In the early ’70s, Tower Records came to Durant. And soon after, Rasputin Music was founded by a former Leopold’s staff member. The three iconic stores established Telegraph Avenue as a music-shopping magnet. For decades, numerous smaller record shops arose and flourished in their glow. 

Rasputin
Rasputin in the Republic of Telegraph. (ISTOCK.COM/Tomsmith585)

Musically, Telegraph will forever be associated with the psychedelic rock of the ’60s, but there’s more to the soundtrack than that. When the hippies aged out, the Bay Area punk scene ignited, nurtured by shops like Universal Records, which signed local bands and held in-store concerts. When punk declined, the underground hip-hop movement exploded, with its attendant DJ culture. On Telegraph, local favorites like Hobo Junction and Mystik Journeymen peddled their cassettes on the street while Rasputin, Amoeba, and Leopold’s sold their albums on consignment. 

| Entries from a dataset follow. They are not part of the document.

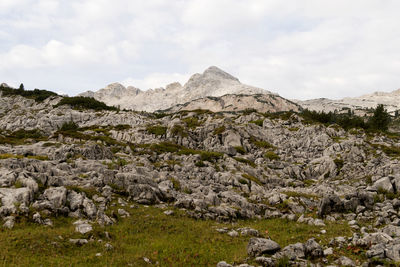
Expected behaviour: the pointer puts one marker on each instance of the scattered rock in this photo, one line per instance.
(260, 246)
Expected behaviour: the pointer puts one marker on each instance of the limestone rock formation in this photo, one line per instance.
(213, 82)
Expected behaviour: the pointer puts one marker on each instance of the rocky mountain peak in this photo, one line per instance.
(215, 72)
(212, 82)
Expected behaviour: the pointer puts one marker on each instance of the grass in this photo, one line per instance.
(169, 240)
(82, 103)
(245, 161)
(156, 129)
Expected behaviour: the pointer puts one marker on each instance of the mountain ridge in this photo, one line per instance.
(212, 82)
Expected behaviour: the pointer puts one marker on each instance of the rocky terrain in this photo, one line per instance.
(213, 82)
(391, 101)
(232, 102)
(226, 166)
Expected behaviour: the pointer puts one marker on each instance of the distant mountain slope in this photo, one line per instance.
(259, 102)
(391, 101)
(213, 82)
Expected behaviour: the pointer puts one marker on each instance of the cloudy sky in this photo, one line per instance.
(297, 48)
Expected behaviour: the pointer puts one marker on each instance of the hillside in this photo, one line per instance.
(192, 188)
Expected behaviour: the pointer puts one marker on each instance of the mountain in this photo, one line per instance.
(85, 186)
(213, 82)
(391, 100)
(231, 102)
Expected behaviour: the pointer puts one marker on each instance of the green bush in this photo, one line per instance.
(83, 102)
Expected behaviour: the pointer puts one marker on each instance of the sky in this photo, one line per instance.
(299, 49)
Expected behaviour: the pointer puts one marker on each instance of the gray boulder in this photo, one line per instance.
(294, 251)
(57, 196)
(313, 249)
(384, 184)
(260, 246)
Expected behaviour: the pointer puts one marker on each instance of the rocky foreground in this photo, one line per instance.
(218, 166)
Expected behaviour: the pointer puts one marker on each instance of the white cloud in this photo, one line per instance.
(300, 49)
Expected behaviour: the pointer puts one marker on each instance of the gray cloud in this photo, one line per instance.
(300, 49)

In 2000, Lautaro opened his own record shop a block off Telegraph called Funky Riddms Records, offering hard-to-find hip-hop, funk, and reggae to vinyl-hungry DJs. Business was great—for a year. It turned out to be a grim decade for record stores. 

The new millennium brought the rise of MP3s and file sharing, along with online marketplaces eBay and Amazon. Amid this new competition, Wherehouse, which had purchased and closed Leopold’s years before, went bankrupt. So did Tower. Amoeba lost millions in an ill-fated attempt to enter the MP3 market. Big music labels stopped issuing vinyl altogether. DJs began switching to CD- and MP3-based systems, which meant fewer customers for specialty shops like Funky Riddms Records. Like many record purveyors around the country, Lautaro was forced to close.   

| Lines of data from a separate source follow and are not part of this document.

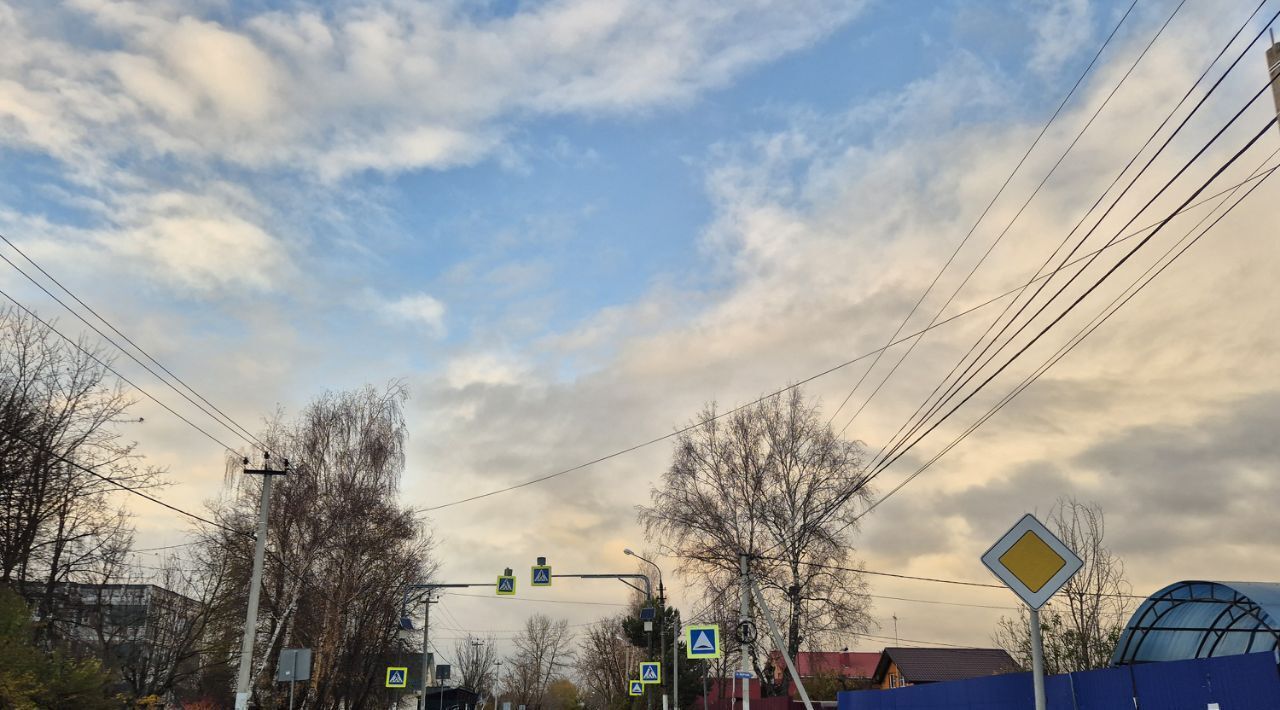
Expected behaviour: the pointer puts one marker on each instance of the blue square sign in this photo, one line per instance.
(542, 576)
(650, 673)
(702, 641)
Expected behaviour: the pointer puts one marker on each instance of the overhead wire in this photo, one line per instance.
(805, 380)
(117, 484)
(234, 427)
(117, 372)
(899, 438)
(1072, 306)
(984, 211)
(1088, 330)
(1025, 204)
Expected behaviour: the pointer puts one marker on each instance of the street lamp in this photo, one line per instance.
(662, 630)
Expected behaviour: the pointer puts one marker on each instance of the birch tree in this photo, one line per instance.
(1082, 623)
(775, 481)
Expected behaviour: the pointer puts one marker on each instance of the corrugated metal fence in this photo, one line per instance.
(1244, 682)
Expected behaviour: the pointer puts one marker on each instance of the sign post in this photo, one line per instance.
(295, 665)
(1034, 564)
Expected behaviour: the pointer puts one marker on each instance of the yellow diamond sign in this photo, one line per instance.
(1032, 560)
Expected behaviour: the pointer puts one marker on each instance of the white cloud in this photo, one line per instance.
(419, 310)
(378, 85)
(826, 246)
(1061, 30)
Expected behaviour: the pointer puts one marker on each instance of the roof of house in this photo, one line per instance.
(845, 664)
(931, 665)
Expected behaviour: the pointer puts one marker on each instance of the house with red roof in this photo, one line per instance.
(846, 669)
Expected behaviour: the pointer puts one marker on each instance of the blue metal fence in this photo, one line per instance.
(1244, 682)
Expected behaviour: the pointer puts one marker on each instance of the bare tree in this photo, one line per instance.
(342, 548)
(58, 408)
(1083, 622)
(776, 482)
(476, 664)
(542, 654)
(606, 662)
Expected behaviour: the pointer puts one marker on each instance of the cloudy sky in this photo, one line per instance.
(567, 225)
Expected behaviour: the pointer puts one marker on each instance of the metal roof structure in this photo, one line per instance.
(1197, 619)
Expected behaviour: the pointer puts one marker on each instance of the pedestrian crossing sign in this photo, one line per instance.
(542, 576)
(397, 677)
(650, 673)
(702, 641)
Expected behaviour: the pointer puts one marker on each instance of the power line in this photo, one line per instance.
(114, 371)
(506, 599)
(1052, 170)
(914, 641)
(961, 380)
(1120, 301)
(818, 375)
(919, 578)
(972, 229)
(119, 485)
(167, 546)
(248, 439)
(888, 462)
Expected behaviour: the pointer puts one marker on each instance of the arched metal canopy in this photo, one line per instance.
(1197, 619)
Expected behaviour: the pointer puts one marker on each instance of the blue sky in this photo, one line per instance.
(567, 225)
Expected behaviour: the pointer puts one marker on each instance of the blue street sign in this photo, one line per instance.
(397, 677)
(542, 576)
(702, 641)
(650, 672)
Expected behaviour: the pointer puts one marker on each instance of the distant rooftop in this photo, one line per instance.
(933, 665)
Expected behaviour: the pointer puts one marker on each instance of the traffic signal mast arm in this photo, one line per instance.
(622, 577)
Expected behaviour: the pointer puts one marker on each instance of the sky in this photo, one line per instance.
(567, 225)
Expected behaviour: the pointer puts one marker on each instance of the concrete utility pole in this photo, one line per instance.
(1274, 69)
(744, 615)
(255, 585)
(428, 667)
(782, 649)
(1037, 660)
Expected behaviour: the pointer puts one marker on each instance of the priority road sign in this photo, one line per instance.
(1032, 560)
(650, 672)
(702, 641)
(397, 677)
(542, 576)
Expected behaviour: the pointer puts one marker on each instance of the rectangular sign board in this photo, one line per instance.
(295, 664)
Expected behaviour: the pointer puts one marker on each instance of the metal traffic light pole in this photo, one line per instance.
(426, 624)
(662, 631)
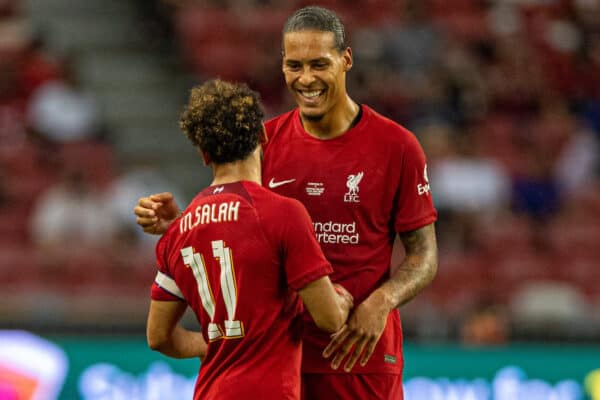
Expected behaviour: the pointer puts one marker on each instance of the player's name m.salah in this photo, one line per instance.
(209, 213)
(273, 184)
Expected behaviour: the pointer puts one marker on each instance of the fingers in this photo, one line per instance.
(336, 341)
(161, 197)
(368, 352)
(344, 350)
(144, 212)
(358, 350)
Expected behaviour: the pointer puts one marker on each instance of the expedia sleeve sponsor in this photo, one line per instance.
(336, 232)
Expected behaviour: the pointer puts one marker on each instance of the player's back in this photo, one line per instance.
(228, 255)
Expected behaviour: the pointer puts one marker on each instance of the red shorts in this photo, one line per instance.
(352, 387)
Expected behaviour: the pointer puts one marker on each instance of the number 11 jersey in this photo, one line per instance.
(237, 256)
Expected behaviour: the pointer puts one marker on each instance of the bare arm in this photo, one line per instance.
(328, 308)
(416, 271)
(367, 322)
(156, 212)
(166, 335)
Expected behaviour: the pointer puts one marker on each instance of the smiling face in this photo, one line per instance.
(315, 72)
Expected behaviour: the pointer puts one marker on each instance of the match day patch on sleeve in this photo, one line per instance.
(168, 283)
(389, 359)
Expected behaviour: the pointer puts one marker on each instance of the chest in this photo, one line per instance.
(332, 179)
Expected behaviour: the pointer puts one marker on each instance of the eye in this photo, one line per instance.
(293, 66)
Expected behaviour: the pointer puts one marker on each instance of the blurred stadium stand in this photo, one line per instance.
(509, 85)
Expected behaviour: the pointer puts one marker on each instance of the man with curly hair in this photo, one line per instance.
(242, 258)
(363, 179)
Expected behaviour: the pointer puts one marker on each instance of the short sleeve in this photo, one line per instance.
(303, 258)
(164, 287)
(414, 204)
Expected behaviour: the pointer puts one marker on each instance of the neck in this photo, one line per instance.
(335, 122)
(248, 169)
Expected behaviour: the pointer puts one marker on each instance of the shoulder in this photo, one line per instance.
(279, 123)
(272, 205)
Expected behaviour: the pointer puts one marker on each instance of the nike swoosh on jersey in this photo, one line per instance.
(273, 184)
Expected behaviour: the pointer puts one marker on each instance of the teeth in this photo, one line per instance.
(314, 93)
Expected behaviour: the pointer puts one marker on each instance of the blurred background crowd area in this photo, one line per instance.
(503, 95)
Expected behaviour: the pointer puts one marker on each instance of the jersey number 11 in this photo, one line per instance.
(233, 328)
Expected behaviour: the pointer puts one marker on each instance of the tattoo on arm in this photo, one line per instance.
(417, 269)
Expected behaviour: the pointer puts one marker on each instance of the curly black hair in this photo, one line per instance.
(224, 120)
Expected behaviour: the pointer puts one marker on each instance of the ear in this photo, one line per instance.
(348, 61)
(205, 157)
(263, 137)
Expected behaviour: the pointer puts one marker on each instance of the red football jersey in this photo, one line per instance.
(237, 256)
(360, 189)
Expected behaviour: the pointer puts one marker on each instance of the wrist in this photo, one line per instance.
(383, 297)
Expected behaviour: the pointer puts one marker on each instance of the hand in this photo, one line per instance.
(344, 294)
(156, 212)
(360, 334)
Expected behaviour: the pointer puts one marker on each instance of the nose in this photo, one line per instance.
(306, 76)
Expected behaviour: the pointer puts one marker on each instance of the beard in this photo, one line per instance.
(312, 118)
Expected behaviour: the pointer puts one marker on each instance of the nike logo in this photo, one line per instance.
(273, 184)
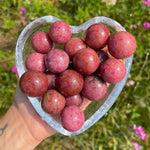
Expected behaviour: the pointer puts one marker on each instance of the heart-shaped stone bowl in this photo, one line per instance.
(95, 110)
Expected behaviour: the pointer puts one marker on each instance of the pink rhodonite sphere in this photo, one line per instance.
(60, 32)
(72, 118)
(113, 70)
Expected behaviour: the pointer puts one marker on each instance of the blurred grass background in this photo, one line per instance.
(114, 130)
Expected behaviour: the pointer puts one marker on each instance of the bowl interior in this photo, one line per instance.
(96, 109)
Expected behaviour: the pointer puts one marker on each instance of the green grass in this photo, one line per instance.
(132, 106)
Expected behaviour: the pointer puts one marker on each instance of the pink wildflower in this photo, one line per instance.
(23, 10)
(143, 136)
(136, 145)
(146, 25)
(130, 83)
(15, 70)
(147, 2)
(133, 26)
(139, 132)
(23, 18)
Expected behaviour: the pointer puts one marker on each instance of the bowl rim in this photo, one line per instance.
(28, 30)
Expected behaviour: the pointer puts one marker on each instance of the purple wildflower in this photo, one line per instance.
(139, 132)
(147, 2)
(143, 136)
(23, 18)
(130, 83)
(23, 10)
(15, 70)
(146, 25)
(133, 26)
(136, 145)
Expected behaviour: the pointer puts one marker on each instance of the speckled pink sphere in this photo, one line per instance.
(86, 61)
(57, 61)
(74, 100)
(53, 102)
(122, 45)
(60, 32)
(94, 88)
(74, 45)
(41, 42)
(97, 36)
(69, 82)
(72, 118)
(113, 70)
(35, 61)
(51, 80)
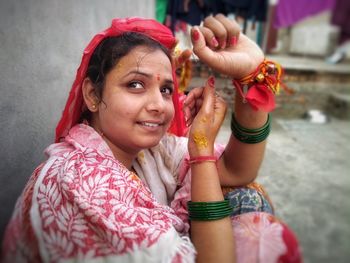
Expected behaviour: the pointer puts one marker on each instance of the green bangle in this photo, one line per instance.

Since then, something improbable has happened. In the early 2010s, vinyl began to make a comeback, propelled in part by Gen Z’s fascination with all things analog and also, ironically, by music streaming. 

“Most independent artists have been interested in putting stuff out on vinyl because … there’s no money in streaming at all,” says Marc Weinstein, cofounder of Amoeba. For these artists, selling vinyl at shows or through shops that carry independent music, like Amoeba and Rasputin, has become an important income source. Big labels, too, sensing the resurging market, started releasing LPs once again. Last year, vinyl sales reached $1 billion annually for the first time in 35 years, with a 60 percent increase in 2021 alone.

Through it all, Amoeba and Rasputin remained committed to keeping the crates stocked with potential gems, a gamble that seems to have paid off.  

“We maintained the ethic of record collectors, which is what we all are,” Weinstein says. “We love the time and place that all those records came from, and that’s what we celebrate in our store…. And I think that’s what’s kept people coming.”

And so long as people keep coming, Rasputin and Amoeba will continue to sell records. 

“I think [vinyl] is establishing itself as the format for hard copies for many years to come,” says Weinstein. “If you want to have the highest quality reproduction or evidence of someone’s art, it’s gotta be a vinyl record.”